Furthermore, the complexity of determining what counts towards the out-of-pocket maximum can be confusing for consumers. Understanding the nuances of deductibles, copayments, and coinsurance and how they accumulate towards the limit requires careful review of policy documents22. A 2020 report from the Commonwealth Fund highlighted that even with expanded insurance coverage, high out-of-pocket spending remains a problem, particularly for those with employer coverage21.
Out-of-Pocket Maximum vs. Deductible
The terms "out-of-pocket maximum" and "deductible" are distinct but related concepts within health insurance that often cause confusion. Both represent amounts of money a policyholder must pay for covered services, but they apply at different stages of healthcare spending18, 19, 20.
A deductible is the initial amount an individual must pay for covered medical services before their insurance plan begins to contribute to costs, aside from preventative care16, 17. For example, if a plan has a $1,000 deductible, the policyholder is responsible for the first $1,000 of eligible medical expenses before the insurer starts paying.
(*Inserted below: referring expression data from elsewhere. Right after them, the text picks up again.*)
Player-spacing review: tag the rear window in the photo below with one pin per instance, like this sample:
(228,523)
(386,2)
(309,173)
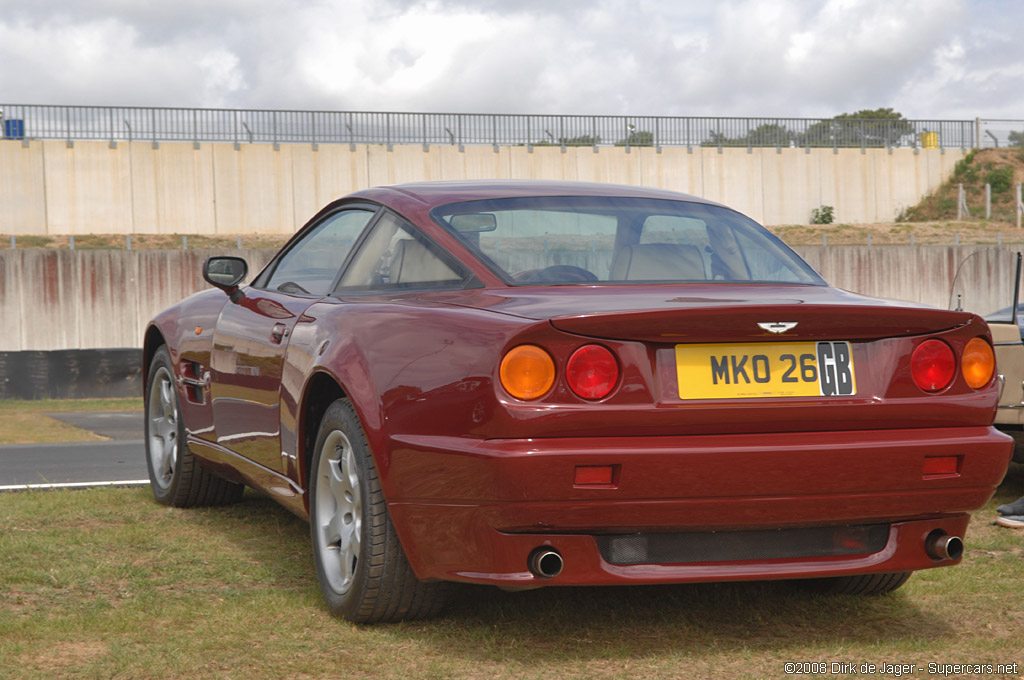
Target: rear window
(607,240)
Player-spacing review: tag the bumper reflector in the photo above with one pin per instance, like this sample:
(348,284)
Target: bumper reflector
(594,475)
(940,466)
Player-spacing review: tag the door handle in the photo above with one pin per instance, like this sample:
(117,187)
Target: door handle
(279,332)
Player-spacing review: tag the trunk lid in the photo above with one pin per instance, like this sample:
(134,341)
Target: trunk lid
(718,313)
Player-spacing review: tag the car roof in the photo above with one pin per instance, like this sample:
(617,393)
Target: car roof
(425,196)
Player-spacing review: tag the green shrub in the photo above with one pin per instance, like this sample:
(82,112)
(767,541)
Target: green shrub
(1000,178)
(822,215)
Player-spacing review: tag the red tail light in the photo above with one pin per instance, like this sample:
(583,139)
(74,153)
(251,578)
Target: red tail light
(933,366)
(592,372)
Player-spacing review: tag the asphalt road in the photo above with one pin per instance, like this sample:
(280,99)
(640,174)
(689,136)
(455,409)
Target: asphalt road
(119,461)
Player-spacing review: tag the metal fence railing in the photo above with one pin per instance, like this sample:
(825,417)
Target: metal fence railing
(1000,133)
(252,126)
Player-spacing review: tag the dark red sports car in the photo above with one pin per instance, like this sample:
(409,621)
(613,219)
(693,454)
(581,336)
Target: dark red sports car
(538,383)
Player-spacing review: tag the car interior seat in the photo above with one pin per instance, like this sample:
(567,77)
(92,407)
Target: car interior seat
(414,263)
(658,261)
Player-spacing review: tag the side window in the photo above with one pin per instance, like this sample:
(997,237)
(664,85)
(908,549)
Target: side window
(392,257)
(310,265)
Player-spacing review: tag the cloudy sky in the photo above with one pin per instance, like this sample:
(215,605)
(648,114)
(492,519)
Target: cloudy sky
(927,58)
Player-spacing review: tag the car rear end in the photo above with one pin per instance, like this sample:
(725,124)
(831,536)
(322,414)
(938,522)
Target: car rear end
(735,424)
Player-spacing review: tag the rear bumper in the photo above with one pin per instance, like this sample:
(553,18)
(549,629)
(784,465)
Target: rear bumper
(473,510)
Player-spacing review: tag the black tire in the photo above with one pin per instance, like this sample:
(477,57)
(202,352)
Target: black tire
(363,570)
(175,476)
(863,584)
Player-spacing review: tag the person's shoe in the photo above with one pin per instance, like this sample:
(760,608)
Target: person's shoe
(1015,508)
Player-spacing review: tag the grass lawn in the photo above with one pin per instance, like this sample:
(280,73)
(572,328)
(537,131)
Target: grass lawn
(26,422)
(108,584)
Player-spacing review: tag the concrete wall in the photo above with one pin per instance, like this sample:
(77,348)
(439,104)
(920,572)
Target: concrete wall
(47,187)
(102,299)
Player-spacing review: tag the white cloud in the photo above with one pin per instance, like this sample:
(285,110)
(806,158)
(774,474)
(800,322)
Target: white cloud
(927,58)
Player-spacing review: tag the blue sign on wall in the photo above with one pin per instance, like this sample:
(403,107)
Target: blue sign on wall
(13,129)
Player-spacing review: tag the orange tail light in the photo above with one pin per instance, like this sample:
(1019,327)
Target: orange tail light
(978,363)
(527,372)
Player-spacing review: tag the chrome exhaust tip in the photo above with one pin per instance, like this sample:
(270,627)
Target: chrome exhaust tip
(545,562)
(942,546)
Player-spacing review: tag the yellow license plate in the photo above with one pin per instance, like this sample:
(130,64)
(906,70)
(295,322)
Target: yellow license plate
(765,369)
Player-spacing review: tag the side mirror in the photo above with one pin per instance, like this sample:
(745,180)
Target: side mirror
(225,272)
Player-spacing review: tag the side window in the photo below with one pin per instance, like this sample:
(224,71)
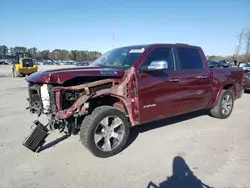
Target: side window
(160,54)
(188,58)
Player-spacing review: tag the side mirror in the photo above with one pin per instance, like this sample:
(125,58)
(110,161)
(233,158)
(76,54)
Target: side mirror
(155,66)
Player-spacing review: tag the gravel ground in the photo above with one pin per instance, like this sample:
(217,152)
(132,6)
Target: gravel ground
(216,151)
In contrast, the out-of-pocket maximum is the absolute cap on how much an individual will pay for covered, in-network services during a plan year15. This maximum includes the amount paid towards the deductible, as well as subsequent copayments and coinsurance14. Once the out-of-pocket maximum is reached, the insurance plan pays 100% of all further covered, in-network expenses for that year12, 13. Essentially, the deductible is the first hurdle, while the out-of-pocket maximum is the finish line for your annual spending on covered healthcare. Your deductible is always lower than or equal to your out-of-pocket maximum.
FAQs
What expenses count towards the out-of-pocket maximum?
Expenses that typically count towards your out-of-pocket maximum include your deductible, copayments for doctor visits or prescriptions, and coinsurance percentages for services like hospital stays or surgeries10, 11. These are the costs you pay for covered, in-network healthcare services.
What happens after I reach my out-of-pocket maximum?
Once you reach your out-of-pocket maximum, your health insurance plan will pay 100% of all additional costs for covered, in-network medical expenses for the remainder of that plan year7, 8, 9. You will no longer have to pay copayments, coinsurance, or meet further deductibles for those covered services.
Does my monthly premium count towards my out-of-pocket maximum?
No, your monthly premiums do not count towards your out-of-pocket maximum5, 6. Premiums are a recurring fee you pay to maintain your health insurance coverage, separate from the costs associated with receiving care.
Are there different out-of-pocket maximums for individuals and families?
Yes, many health insurance plans that cover multiple people (like a family) have both an individual out-of-pocket maximum and a family out-of-pocket maximum3, 4. Once an individual on the plan reaches their individual maximum, their covered services are paid at 100%. All family members' contributions towards their individual out-of-pocket expenses also count towards the family out-of-pocket maximum, and once that higher family limit is met, the plan pays 100% for everyone on the policy for the rest of the plan year.
Can the out-of-pocket maximum change each year?
Yes, the out-of-pocket maximum can change annually. For plans compliant with the Affordable Care Act, federal regulations set upper limits that are adjusted each year1, 2. These changes are typically announced by the Centers for Medicare & Medicaid Services (CMS).